The following fill-in-the-blanks question, explained here in hopes of helping geometry students in Maryland and Illinois prepare for the PARCC test near the end of this school year, appears on the released version of PARCC’s Spring 2015 test in geometry, here:

In the three right triangles shown,

$m\angle{C} = m\angle{F} = m\angle{I} = 36^{\circ}$

Complete the statements about the triangles by dragging the correct choices into the proper locations. Not all choices will be used.

Choices: AA similarity, adjacent leg, ASA, congruent, cosine, CPCTC, GH/GI, GI/GH, hypotenuse, similar, sine, tangent.

Because each triangle contains a right angle and a 36° angle, the triangles are ____ by ____, and AB/AC = DE/DF = ____. The proportion shows that the ratio of the length of the leg opposite the 36° angle to the length of the ____ will be the same for any right triangle with a 36° angle. The value of the ratio is defined to be the ____ of 36°.

Answer and references

Correct answers: similar … AA similarity … GH/GI … adjacent leg … tangent.

PARCC evidence statement(s) tested: G-SRT.6:

Understand that by similarity, side ratios in right triangles are properties of the angles in the triangle, leading to definitions of trigonometric ratios for acute angles.

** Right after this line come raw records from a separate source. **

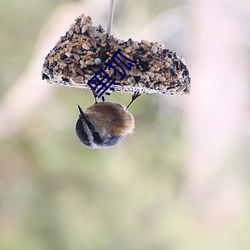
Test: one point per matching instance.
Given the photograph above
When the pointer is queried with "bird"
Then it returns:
(104, 124)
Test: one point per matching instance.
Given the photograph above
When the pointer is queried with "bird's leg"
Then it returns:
(95, 95)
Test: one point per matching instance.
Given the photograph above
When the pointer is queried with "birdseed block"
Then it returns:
(87, 50)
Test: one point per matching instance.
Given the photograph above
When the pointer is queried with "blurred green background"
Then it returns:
(181, 181)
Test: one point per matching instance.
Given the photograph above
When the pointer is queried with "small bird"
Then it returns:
(104, 124)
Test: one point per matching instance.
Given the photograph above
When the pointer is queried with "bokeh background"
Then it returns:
(180, 182)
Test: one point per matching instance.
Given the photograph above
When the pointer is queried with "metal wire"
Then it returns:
(110, 15)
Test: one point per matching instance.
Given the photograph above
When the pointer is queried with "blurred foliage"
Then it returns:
(56, 194)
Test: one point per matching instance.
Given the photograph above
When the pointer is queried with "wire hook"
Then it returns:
(110, 15)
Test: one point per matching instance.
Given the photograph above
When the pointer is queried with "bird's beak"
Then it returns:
(82, 115)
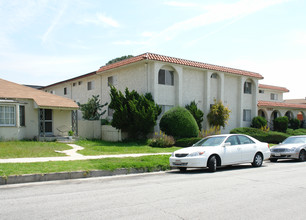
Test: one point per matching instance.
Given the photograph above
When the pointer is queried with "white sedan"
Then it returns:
(221, 150)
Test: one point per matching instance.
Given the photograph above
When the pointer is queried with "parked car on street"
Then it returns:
(293, 147)
(221, 150)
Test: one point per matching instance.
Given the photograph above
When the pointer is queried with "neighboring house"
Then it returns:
(272, 105)
(172, 82)
(27, 113)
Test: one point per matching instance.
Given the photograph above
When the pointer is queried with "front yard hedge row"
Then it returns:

Trigonometric ratios include sine, cosine, and tangent only.

The evidence statement above references Math Practice 7 in the Common Core:

[MP.7] Attend to precision. Mathematically proficient students look closely to discern a pattern or structure. Young students, for example, might notice that three and seven more is the same amount as seven and three more, or they may sort a collection of shapes according to how many sides the shapes have. Later, students will see 7 × 8 equals the well remembered 7 × 5 + 7 × 3, in preparation for learning about the distributive property. In the expression x² + 9x + 14, older students can see the 14 as 2 × 7 and the 9 as 2 + 7. They recognize the significance of an existing line in a geometric figure and can use the strategy of drawing an auxiliary line for solving problems. They also can step back for an overview and shift perspective. They can see complicated things, such as some algebraic expressions, as single objects or as being composed of several objects. For example, they can see 5 – 3(x – y)² as 5 minus a positive number times a square and use that to realize that its value cannot be more than 5 for any real numbers x and y.

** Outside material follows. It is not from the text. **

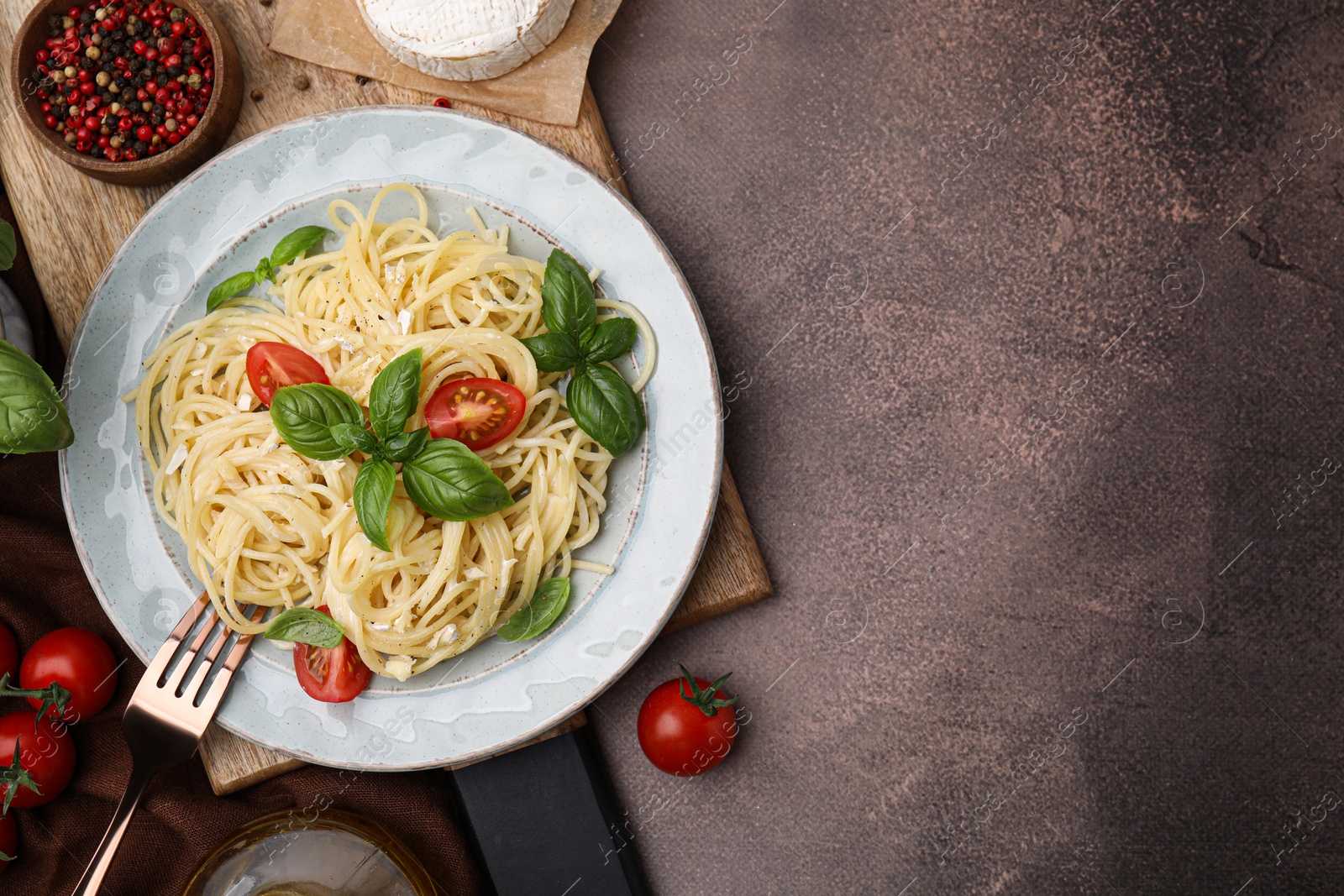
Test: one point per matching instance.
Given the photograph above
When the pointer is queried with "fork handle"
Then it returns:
(101, 862)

The question tests students’ understanding of the high school Common Core geometry standard HSG.SRT.C.6, found under High School: Geometry: Similarity, Right Triangles, & Trigonometry (define trigonometric ratios and solve problems involving right triangles), which states that they should “understand that by similarity, side ratios in right triangles are properties of the angles in the triangle, leading to definitions of trigonometric ratios for acute angles.” It also requires knowledge of other standards in this section of the Common Core, including HSG.SRT.A.3, which says they should be able to “use the properties of similarity transformations to establish the AA criterion for two triangles to be similar.”

Resources for further study

Integrated Publishing begins a small proof that two right triangles that share the measure of one of the acute angles are similar to each other:

The right angle in the first triangle is equal to the right angle in the second, since all right angles are equal.
The sum of the angles of any triangle is 180°. Therefore, the sum of the two acute angles in a right triangle is 90°.

At the point, we note that, having shown that two of the angles have the same measure, AA (Angle-Angle) similarity applies. If two angles are equal in two different triangles, then the triangles are similar. The triangles would be congruent if the side between the two congruent angles were also congruent, by ASA (Angle-Side-Angle) congruency, but that’s not the case here.

For the second part, there are numerous sources on the Web and in textbooks to explain that the tangent of an angle in a right triangle is equal to the ratio of the side opposite the angle to the side adjacent to the angle, neither side being the hypotenuse of the right triangle.

Chapter 8, Section 8.3, of the book Geometry for Enjoyment and Challenge by Richard Rhoad et al, all teachers from Illinois, says the AA similarity theorem follows directly from the No-Choice theorem: If two angles of one triangle are congruent to two angles of a second triangle, then the third angles are congruent.

(Richard Rhoad, George Milauskas, and Robert Whipple. Geometry for Enjoyment and Challenge, new edition. Evanston, Ill.: McDougal Littell, a division of Houghton Mifflin Company, 1991. The book is used in several geometry classes taught in Illinois high schools.)

Analysis of this question and online accessibility

The question measures knowledge of the Common Core standards it purports to measure and tests students’ understanding of the definition of a circle and its radius. It is considered to have a low cognitive demand.

The question can be tested online and should yield results that are as valid and reliable as those obtained on paper.

No special accommodation challenges can be identified with this question, so the question is considered fair.

Challenge

Given that line segment LP is perpendicular to line segment EA, N is the midpoint of line segment LP, and P and R trisect line segment EA, prove that

$\Delta\textrm{PEN} \sim \Delta\textrm{PAL}$

Purpose of this series of posts

Voxitatis is developing blog posts that address every algebra 1 question released to the public by the Partnership for Assessment of Readiness for College and Careers, or PARCC, in order to help students prepare to take the test this spring.

Our total release will run from February 27 through March 15, with one or two questions discussed per day. Then we’ll move to geometry at the end of March, algebra 2 during the first half of April, and eighth grade during the last half of April.